Eva Jospin - L’appel de la forêt

Par Anne-Cécile Sanchez · L'ŒIL

Le 27 juin 2018 - 1834 mots

Tour à tour frontale et immersive, l’œuvre d’Eva Jospin interroge notre rapport à la surface du monde. Sans jamais être superficielle.

Le lieu, malgré l’éclairage électrique, semble sombre et glacial en cette journée d’avril. Irréelle, une fresque en carton, forêt touffue et nervurée déployée sur plusieurs mètres de long, y toise le visiteur. « Il faisait un froid atroce cet hiver là-dedans », glisse Eva Jospin en refermant la porte de ce qui a été, pour quelques mois, son atelier. L’autre partie de ce vaste local donne sur une rue en contrebas. Trois assistants s’y affairent, découpant des artefacts de branchages rangés par taille qui viendront étoffer l’installation en cours. Elle s’approche de l’un deux, reprend la ramure qu’il vient de poser, l’affine, la précise, explique le mouvement, l’intention, concentrée, sérieuse. Puis, dans une volte-face, souriante, goguenarde, elle lance : « Et voilà à quoi on s’amuse ici. Il faut être un peu dingue, non ? »

Depuis quelque temps, Eva Jospin est passée à une échelle monumentale. C’est d’ailleurs ce qui a incité Laurent Dumas, P-dg de la société d’immobilier Emerige, collectionneur et amateur d’art contemporain, à lui commander cette œuvre gigantesque, destinée à prendre place dans un micro-quartier de luxe qu’il aménage rive gauche, baptisé Beaupassage. Jardin intérieur paysager, architecture de standing, commerces de bouche et art in situ avec, également, des œuvres de Fabrice Hyber, Stefan Rinck et Marc Vellay. « Une réalisation unique », se félicite l’entrepreneur. Sur 25 m de long, l’étrange haut-relief d’Eva Jospin, dédoublé par un jeu de miroirs, accueillera le badaud à l’une des entrées, côté boulevard Raspail. C’est la première œuvre pérenne de l’artiste dans la capitale.

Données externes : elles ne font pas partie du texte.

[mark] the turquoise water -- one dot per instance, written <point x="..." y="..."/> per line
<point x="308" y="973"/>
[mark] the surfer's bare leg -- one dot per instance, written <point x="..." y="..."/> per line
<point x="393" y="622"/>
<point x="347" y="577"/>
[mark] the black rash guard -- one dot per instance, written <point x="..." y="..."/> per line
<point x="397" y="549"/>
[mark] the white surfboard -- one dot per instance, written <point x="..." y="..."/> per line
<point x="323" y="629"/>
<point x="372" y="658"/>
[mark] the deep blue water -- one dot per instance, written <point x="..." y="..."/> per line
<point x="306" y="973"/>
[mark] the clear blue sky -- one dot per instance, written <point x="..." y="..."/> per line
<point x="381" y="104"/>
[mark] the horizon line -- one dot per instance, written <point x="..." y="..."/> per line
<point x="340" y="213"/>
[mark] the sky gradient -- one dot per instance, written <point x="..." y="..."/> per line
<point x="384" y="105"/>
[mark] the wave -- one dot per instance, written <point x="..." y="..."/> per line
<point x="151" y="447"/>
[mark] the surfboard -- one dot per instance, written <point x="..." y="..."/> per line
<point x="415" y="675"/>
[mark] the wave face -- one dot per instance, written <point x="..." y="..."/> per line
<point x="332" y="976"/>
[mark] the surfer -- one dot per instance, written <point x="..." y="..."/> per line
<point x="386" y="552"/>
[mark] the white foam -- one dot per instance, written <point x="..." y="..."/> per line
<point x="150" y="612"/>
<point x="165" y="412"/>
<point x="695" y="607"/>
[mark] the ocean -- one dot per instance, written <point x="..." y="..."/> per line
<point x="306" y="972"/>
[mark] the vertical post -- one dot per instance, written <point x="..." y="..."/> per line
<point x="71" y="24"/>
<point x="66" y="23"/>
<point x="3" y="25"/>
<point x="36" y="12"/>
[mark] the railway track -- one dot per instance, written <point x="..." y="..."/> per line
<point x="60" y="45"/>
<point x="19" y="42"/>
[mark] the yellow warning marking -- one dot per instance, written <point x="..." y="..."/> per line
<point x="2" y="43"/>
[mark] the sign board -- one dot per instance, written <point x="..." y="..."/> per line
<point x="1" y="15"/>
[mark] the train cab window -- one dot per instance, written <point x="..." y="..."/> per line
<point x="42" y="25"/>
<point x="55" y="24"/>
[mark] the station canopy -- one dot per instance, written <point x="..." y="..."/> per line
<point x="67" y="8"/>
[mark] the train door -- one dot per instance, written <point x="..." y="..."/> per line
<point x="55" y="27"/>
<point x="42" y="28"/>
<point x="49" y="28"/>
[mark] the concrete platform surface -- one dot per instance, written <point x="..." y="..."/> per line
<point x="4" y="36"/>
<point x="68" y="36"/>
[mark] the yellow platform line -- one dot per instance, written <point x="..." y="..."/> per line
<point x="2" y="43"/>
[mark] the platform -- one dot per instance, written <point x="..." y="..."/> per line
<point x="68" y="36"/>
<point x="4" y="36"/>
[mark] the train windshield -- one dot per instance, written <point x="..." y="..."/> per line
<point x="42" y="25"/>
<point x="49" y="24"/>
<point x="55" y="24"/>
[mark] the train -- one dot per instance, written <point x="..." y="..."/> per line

Elle rappellera à ceux qui en ont fait l’expérience son installation Panorama, placée en avril 2016 au centre de la Cour carrée du Louvre. Parois d’acier poli reflétant les façades du musée, décor de crypte végétale taillé dans le carton, cette architecture onirique avait, en quelques mois, attiré 30 000 visiteurs, attraction éphémère en écho savant aux panoramas du XVIIIe siècle.

Se faire un prénom

« C’était l’un des premiers projets de notre structure de production après que nous avons fermé la galerie, rapporte Jérôme de Noirmont. Eva m’avait parlé de son idée, montré une maquette. Nous lui avions, très vite, proposé la Cour carrée, qui nous semblait l’écrin idéal. Elle était un peu suffoquée. Panorama lui a donné une assurance nouvelle. » On connaissait Eva Jospin, à ses débuts, pour ses œuvres mixtes, entre tableau et sculpture, aux allures de trompe-l’œil. La profondeur n’était pas absente de ces compositions, superpositions de strates mises en perspective, petits théâtres d’ombres tremblées à l’atmosphère vaguement inquiétante. L’artiste faisait alors ses armes, en orfèvre du carton, matière première de ces paysages déchiquetés en modèles réduits. Son travail s’est depuis déployé dans l’espace. « Pour moi, cette dimension était présente dès le début, affirme-t-elle, mais il m’a fallu attendre que l’on me confie des projets d’envergure. Ce travail a quelque chose de laborieux, d’obsessionnel. Il est chronophage et réclame beaucoup de patience. »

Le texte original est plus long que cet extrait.